Posted by: Orin Kerr | Feb 28, 2011 12:19:15 AM

Orin -- Thanks to you, as well. I'd always understood County of Riverside (perhaps wrongly) as standing for the proposition that the government needed underlying authority for detention subsequent to arrest, at least beginning at 48:01. Perhaps the government produced that authority ab initio, but if so, doesn't that authority need to be more than just the Fourth Amendment? That is to say, to whatever extent the Fourth Amendment might abide a short-term detention even without (or in the face of) statutory authority, doesn't Riverside call into question the continuing reasonableness of that detention without underlying authority at that point?

In any event, it strikes me that the Non-Detention Act does more work on the reasonableness prong than any state law under Moore ever could. Congress has spoken specifically to the question of detention without statutory authority, and categorically prohibited it. Thus, whether or not there are circumstances under Moore where unauthorized detention could be reasonable for more than just the shortest period, it strikes me that the Non-Detention Act occupies the field here.

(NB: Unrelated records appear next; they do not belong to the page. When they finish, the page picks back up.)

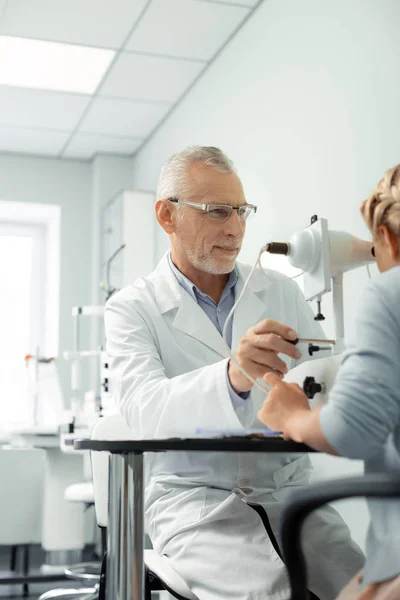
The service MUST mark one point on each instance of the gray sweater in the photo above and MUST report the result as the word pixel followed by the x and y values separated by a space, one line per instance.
pixel 362 417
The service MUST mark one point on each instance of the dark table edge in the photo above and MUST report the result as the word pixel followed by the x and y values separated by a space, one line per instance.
pixel 192 445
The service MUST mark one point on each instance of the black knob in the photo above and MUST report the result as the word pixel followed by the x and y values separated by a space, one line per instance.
pixel 312 348
pixel 311 387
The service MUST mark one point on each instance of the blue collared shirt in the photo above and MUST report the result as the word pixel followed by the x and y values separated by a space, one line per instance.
pixel 217 313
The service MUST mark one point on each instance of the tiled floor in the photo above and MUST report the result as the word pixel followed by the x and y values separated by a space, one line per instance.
pixel 14 592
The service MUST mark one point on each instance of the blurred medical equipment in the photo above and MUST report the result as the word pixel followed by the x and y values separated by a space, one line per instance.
pixel 84 411
pixel 106 285
pixel 323 256
pixel 45 389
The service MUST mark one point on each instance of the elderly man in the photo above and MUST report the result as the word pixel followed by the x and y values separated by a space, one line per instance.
pixel 215 516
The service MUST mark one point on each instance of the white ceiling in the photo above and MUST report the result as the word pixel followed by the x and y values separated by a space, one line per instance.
pixel 162 47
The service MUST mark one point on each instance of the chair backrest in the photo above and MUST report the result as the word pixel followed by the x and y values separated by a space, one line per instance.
pixel 22 472
pixel 313 496
pixel 111 427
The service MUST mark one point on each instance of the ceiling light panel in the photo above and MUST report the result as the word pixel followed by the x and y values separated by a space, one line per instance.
pixel 185 28
pixel 52 66
pixel 86 145
pixel 122 117
pixel 34 108
pixel 32 141
pixel 89 22
pixel 140 76
pixel 250 3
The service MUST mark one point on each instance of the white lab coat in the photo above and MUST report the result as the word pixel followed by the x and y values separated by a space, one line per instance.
pixel 168 364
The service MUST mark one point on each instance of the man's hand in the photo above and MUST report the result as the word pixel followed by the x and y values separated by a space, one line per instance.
pixel 258 353
pixel 283 401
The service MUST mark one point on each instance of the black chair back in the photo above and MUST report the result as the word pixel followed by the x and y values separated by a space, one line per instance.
pixel 315 495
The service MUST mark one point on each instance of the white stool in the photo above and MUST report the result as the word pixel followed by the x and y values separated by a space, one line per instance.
pixel 88 572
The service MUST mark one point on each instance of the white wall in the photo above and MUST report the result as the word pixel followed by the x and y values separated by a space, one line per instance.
pixel 67 184
pixel 305 99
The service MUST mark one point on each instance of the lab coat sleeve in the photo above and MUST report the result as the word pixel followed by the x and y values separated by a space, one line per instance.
pixel 153 404
pixel 364 404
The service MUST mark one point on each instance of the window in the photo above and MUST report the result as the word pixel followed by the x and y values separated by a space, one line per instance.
pixel 26 319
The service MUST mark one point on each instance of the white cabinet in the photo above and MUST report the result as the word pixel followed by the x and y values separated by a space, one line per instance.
pixel 128 219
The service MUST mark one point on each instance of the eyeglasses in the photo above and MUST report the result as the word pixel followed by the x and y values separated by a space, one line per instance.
pixel 221 212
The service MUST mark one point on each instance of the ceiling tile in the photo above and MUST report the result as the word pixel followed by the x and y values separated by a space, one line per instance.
pixel 140 76
pixel 250 3
pixel 88 22
pixel 185 28
pixel 32 141
pixel 86 145
pixel 123 117
pixel 36 108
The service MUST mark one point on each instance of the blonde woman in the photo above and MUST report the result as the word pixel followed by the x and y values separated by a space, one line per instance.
pixel 362 418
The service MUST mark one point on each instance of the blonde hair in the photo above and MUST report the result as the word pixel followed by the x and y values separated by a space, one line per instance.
pixel 383 206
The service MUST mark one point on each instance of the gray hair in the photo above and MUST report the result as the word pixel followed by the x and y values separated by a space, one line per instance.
pixel 173 182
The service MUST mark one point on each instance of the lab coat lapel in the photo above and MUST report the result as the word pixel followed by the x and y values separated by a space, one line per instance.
pixel 250 310
pixel 193 321
pixel 190 318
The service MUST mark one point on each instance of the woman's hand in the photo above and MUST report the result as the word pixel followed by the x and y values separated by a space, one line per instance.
pixel 282 402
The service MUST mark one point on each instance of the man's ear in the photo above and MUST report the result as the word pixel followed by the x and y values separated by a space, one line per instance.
pixel 392 241
pixel 165 214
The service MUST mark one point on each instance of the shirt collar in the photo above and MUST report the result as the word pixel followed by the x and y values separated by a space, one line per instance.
pixel 193 290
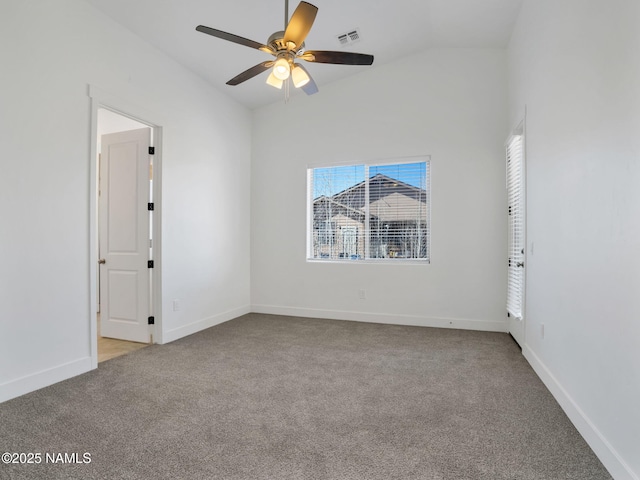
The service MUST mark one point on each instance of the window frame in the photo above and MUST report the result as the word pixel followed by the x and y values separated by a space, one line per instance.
pixel 426 159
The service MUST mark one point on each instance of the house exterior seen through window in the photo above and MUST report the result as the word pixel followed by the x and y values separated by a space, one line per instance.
pixel 369 212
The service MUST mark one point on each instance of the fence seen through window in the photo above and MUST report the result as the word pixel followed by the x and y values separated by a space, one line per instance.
pixel 369 212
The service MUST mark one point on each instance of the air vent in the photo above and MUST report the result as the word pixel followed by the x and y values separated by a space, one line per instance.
pixel 349 37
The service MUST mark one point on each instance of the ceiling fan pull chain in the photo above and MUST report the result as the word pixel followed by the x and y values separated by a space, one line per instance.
pixel 287 82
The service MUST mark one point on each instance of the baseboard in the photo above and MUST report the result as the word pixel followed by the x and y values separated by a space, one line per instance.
pixel 602 448
pixel 195 327
pixel 44 378
pixel 388 318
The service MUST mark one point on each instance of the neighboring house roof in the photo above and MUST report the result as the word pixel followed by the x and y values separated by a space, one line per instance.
pixel 390 200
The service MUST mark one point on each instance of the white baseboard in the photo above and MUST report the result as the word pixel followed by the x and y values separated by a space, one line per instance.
pixel 617 467
pixel 392 319
pixel 195 327
pixel 44 378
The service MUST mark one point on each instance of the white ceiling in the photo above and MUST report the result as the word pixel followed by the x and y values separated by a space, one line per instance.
pixel 390 29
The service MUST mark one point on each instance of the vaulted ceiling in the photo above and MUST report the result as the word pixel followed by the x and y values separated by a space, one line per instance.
pixel 389 30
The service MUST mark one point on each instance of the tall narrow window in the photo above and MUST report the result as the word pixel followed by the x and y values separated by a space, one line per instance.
pixel 375 212
pixel 516 243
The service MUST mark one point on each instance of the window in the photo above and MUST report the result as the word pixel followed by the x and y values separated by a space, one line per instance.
pixel 516 244
pixel 369 212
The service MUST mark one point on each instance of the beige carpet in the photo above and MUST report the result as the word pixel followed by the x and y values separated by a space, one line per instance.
pixel 268 397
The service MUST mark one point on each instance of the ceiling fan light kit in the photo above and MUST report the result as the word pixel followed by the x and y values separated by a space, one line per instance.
pixel 287 46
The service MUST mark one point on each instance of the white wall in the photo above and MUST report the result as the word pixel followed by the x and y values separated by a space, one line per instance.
pixel 50 53
pixel 575 64
pixel 450 104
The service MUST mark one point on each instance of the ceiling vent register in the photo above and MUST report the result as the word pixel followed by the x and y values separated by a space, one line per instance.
pixel 348 38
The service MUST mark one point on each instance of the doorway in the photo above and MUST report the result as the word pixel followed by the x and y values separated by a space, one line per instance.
pixel 125 207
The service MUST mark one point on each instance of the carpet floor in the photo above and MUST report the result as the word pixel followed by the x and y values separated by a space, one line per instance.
pixel 271 397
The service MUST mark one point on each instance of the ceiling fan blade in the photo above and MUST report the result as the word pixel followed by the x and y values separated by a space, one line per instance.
pixel 300 23
pixel 234 38
pixel 310 87
pixel 250 73
pixel 341 58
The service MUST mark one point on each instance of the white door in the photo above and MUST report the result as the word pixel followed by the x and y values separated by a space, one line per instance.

Posted by: Steve Vladeck | Feb 27, 2011 11:55:11 PM


Thanks for the added discussion (referring here to your update). How is County of Riverside relevant, though? County of Riverside says that you ordinarily need judicial review of a warrantless detention within 48 hours. But if the feds have a warrant, they have judicial reveiw ex ante, right?

Oh, and just to be clear, I'm not saying that Moore settles the notion that statutes are irrelevant to reasonableness. It's actually a tremendously complicated question. But the general rule is that statutes are irrelevant, and it's not clear to me why that wouldn't be the case here.